Llama 3.1 13B (Q4_K_M)
tokens/second (t/s)Tool: Ollama 0.3+
Same method as 8B. Only reported for hardware with sufficient VRAM/RAM to load the model fully without CPU offload.
Stable Diffusion XL (SDXL)
seconds per image (1024×1024)Tool: ComfyUI
20-step DPM++ 2M Karras, 1024×1024, no ControlNet. 3 runs, median reported. GPU-accelerated path only.
FLUX.1-dev
seconds per image (1024×1024)Tool: ComfyUI
20 steps, 1024×1024, fp8 checkpoint. Reported only where VRAM ≥ 12GB. 3 runs, median.
What We Don't Test
- ✕Training performance — all results are inference only. Training requires different hardware priorities.
- ✕Multi-GPU setups — all benchmarks are single-GPU or single-system.
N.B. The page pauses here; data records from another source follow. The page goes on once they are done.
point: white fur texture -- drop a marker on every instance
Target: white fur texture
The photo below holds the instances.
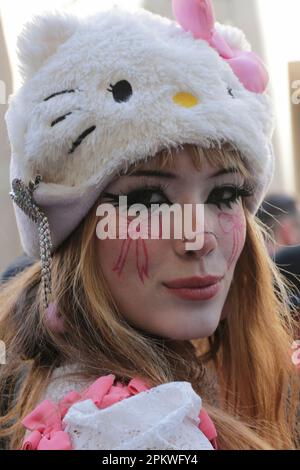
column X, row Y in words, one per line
column 159, row 59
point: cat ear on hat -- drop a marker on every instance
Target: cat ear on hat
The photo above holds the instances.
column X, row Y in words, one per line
column 40, row 39
column 196, row 16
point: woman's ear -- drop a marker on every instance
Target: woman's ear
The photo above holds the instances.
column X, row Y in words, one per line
column 196, row 16
column 40, row 39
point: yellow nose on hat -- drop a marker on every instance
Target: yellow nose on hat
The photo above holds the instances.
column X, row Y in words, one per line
column 186, row 100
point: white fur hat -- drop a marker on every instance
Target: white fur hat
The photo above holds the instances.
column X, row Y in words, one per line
column 109, row 90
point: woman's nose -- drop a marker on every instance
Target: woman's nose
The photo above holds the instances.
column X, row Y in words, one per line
column 183, row 247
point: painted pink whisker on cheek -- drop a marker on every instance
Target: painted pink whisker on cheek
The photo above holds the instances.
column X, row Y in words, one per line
column 232, row 223
column 140, row 250
column 122, row 257
column 141, row 259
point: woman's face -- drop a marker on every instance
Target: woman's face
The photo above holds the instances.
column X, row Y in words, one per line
column 142, row 274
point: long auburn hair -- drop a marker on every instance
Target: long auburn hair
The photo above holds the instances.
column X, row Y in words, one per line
column 258, row 389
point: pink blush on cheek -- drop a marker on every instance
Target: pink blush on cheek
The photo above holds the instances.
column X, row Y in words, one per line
column 141, row 254
column 233, row 226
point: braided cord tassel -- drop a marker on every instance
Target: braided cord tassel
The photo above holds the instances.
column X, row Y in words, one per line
column 22, row 195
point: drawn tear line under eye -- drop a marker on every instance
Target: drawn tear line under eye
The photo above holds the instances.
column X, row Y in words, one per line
column 80, row 138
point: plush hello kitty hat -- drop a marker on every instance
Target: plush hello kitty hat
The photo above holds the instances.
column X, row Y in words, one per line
column 103, row 92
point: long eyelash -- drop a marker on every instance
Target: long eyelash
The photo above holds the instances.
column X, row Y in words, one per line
column 244, row 190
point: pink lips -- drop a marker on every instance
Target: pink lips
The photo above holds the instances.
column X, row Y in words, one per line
column 195, row 288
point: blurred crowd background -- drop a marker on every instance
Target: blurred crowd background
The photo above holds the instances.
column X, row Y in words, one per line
column 270, row 26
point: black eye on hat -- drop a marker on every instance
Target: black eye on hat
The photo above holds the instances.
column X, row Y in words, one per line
column 122, row 91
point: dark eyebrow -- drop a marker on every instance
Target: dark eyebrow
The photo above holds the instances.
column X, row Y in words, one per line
column 225, row 171
column 155, row 173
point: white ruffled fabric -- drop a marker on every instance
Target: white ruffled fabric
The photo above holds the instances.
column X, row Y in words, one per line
column 165, row 417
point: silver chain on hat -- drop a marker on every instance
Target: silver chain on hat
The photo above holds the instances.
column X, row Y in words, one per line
column 22, row 195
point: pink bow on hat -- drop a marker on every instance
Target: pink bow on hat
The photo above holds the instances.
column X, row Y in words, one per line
column 197, row 16
column 47, row 432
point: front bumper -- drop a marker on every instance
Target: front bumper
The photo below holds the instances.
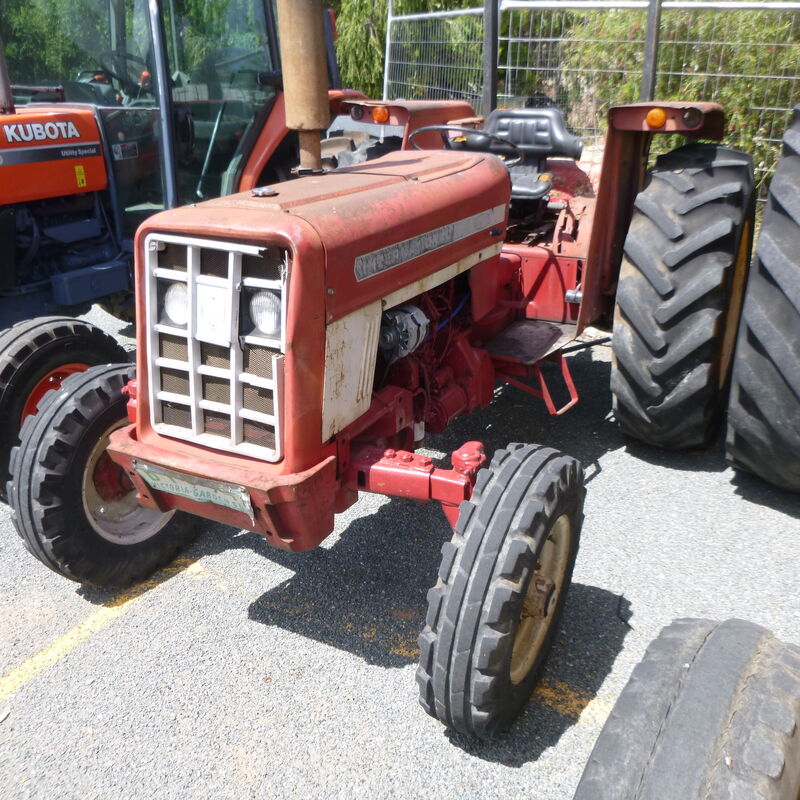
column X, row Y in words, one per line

No NVLink, no tensor parallelism.
- ✕CPU-only inference for GPU products — if a GPU is reviewed, we only report GPU-accelerated inference.
- ✕API-based models — no cloud inference times. Local hardware only.
Data Sources
Some products are benchmarked by us directly. Others use verified community data from:
- →r/LocalLLaMA: Community benchmark megathreads for new hardware launches
- →llama.cpp GitHub Issues: Official performance tracking and regression tests
- →Simon Willison's Weblog: Independent Apple Silicon AI benchmarks
- →Manufacturer spec sheets: Memory bandwidth, TDP, and core count — taken as given, not independently verified
Update Policy
Benchmark results are updated when a new driver or software version causes a meaningful performance change (≥10%). Each product page shows a "Last Updated" date. If you notice a benchmark that no longer matches your real-world results, the most likely explanation is a driver update — check the date and compare to your software version.